Junto com as SB-F3, a Technics produziu seus dois modelos menores: SB-F1 e SB-F2, onde o desenvolvimento dos drivers, gabinete e etc, é bem semelhante. Além da versão prateada, as três caixas foram comercializadas em preto (na verdade algo que parece um cinza bem escuro), que são bem mais raras de serem encontradas no mercado.
A Technics lançou outras caixas que eram Linear Phase, com tweeters montados atrás de cornetas que eram a própria frente da caixa – mas em outras linhas, e geralmente em gabinetes normais, não de alumínio. Dentre os modelos estão a SB-X50 e a SB-F01.
COMO TOCAM AS SB-F3
Bom, em resumo, o som delas é um pouco fatigante nos agudos, que são abertos demais e demandam muitos ajustes e casamentos com amplificadores para ficarem palatáveis. E graves que perdem todo o peso necessário para tocarem bem – ou seja, a faixa que iria de 50Hz a 100Hz – e acabam tendo, por isso, uma extensão que nem o reforço de sala salva.
Foram caixas que vinham casadas com um micro-system modular que, por vezes, era um amplificador integrado, e em outras um pré e power, acompanhados de um tape-deck e um sintonizador de FM. O som da amplificação desse micro-system é chocho e sem vida – o que deveria provavelmente amansar os agudos das caixas.
Uma das ‘vantagens’ observadas no uso dos graves de suspensão acústica, na época, era sua facilidade de posicionamento. Ou seja, você quer ‘um pouco’ de graves, enfie na parede ou em um canto ou prateleira apertada, e estrague todo o resto do som…rs…Não é à toa que todo amplificador da época tinha Loudness e controles tonais!
Ao ouvir essas caixas, e observar suas especificações e construção por vídeos e numerosas matérias sobre elas na Internet, chego à conclusão de que foram cometidos alguns erros. São eles: a vontade de fazer com que o tweeter dê agudos demais, que poderia ser facilmente melhorada, e muito, durante o projeto do crossover e do próprio tweeter. E, não terem feito elas como bass-reflex, onde também o reforço do ambiente melhoraria tais graves, em peso e em extensão, imensamente.
SOBRE A TECHNICS
A Technics é o braço de produtos de áudio de alta qualidade do amplo grupo Panasonic Corporation – que foi fundado como Matsushita Electric Industrial, em 1918, e mudou de nome em 2008, e cujas áreas de atividade incluem, além de áudio e vídeo, automação, equipamentos industriais, Inteligência Artificial, eletrodomésticos, iluminação, robótica, baterias, e muitos outros.

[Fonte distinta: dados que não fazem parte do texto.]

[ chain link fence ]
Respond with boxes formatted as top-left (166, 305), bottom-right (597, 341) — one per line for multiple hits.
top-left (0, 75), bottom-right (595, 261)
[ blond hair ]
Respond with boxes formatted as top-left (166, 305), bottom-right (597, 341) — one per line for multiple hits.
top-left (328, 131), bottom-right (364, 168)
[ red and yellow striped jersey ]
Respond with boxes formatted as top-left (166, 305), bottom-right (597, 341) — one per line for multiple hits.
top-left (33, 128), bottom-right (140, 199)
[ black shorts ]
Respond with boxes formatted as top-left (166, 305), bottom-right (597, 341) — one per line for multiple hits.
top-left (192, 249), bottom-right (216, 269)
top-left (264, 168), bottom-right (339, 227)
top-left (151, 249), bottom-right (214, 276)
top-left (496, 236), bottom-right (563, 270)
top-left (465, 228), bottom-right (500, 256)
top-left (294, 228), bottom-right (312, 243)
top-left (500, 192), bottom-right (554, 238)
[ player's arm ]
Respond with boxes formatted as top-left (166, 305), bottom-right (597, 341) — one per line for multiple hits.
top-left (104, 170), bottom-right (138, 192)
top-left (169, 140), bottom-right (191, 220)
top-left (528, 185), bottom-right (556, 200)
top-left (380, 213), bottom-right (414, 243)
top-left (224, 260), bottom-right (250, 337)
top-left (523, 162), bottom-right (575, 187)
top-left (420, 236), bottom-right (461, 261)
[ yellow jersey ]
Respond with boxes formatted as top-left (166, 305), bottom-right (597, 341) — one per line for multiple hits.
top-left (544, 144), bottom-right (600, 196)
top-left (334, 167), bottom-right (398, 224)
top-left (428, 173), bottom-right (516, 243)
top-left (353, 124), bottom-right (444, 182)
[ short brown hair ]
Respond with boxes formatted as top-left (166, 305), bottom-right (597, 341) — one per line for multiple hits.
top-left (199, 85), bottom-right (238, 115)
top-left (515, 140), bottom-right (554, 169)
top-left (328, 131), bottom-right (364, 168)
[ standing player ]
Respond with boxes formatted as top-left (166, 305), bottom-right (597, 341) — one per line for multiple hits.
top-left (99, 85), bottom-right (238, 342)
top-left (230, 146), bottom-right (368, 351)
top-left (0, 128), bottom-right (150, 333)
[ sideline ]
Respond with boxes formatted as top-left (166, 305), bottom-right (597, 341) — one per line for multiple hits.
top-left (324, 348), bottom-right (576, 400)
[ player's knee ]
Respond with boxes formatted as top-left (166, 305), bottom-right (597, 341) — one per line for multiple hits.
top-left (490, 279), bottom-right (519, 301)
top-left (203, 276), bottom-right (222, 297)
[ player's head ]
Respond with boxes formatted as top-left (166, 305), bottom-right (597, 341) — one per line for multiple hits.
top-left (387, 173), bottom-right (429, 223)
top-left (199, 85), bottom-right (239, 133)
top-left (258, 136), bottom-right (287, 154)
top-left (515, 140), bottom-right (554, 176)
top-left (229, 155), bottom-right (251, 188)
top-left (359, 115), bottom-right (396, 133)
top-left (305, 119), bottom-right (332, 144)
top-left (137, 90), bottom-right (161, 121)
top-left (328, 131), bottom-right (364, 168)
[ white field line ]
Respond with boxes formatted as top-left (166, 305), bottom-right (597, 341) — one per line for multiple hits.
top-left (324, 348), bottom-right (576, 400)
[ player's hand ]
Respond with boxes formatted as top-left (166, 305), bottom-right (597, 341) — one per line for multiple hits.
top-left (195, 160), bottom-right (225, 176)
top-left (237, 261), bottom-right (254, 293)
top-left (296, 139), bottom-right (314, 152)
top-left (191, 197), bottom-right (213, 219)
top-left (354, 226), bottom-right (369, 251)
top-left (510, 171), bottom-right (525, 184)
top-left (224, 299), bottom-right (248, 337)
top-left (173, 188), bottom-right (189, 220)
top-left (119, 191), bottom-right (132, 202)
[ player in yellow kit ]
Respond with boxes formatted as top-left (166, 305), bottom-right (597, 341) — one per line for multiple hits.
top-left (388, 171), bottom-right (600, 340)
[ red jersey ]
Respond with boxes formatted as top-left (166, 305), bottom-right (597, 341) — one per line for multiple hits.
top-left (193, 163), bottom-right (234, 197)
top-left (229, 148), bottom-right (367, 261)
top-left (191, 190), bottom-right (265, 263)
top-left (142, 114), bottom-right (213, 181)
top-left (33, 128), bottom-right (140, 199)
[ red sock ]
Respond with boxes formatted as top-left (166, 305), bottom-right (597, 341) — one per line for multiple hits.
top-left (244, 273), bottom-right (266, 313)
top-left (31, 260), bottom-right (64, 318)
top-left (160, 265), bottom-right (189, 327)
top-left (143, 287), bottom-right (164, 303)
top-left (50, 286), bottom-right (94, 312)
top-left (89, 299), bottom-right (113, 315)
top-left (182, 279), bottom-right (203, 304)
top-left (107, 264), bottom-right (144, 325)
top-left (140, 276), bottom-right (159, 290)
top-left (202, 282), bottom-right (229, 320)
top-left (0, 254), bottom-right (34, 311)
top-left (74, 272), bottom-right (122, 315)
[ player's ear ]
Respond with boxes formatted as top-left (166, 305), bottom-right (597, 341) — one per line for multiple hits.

A Panasonic Corporation já incluiu marcas como National, Panasonic, Sanyo, a marca Quasar americana (que já foi da Motorola), e a Rasonic.
A divisão Technics foi fundada em 1965, e ganhou fama mundial mesmo por seus toca-discos de vinil com motor direct-drive – por tração direta – já na virada da década de 70. Sua extensa linha de amplificadores, receivers, tape-decks e caixas acústicas, foi comercializada em todo o mundo, durante as décadas seguintes.
A divisão foi descontinuada em 2010, tirando de linha a versão anterior do célebre toca-discos SL-1200. Mas, com o retorno do vinil ao mainstream, a Technics foi ressuscitada em 2014, com versões atualizadas de seus toca-discos, além de uma linha completa de amplificadores, players de CD, streamers e caixas acústicas.
Bom março – e não deixem a música parar!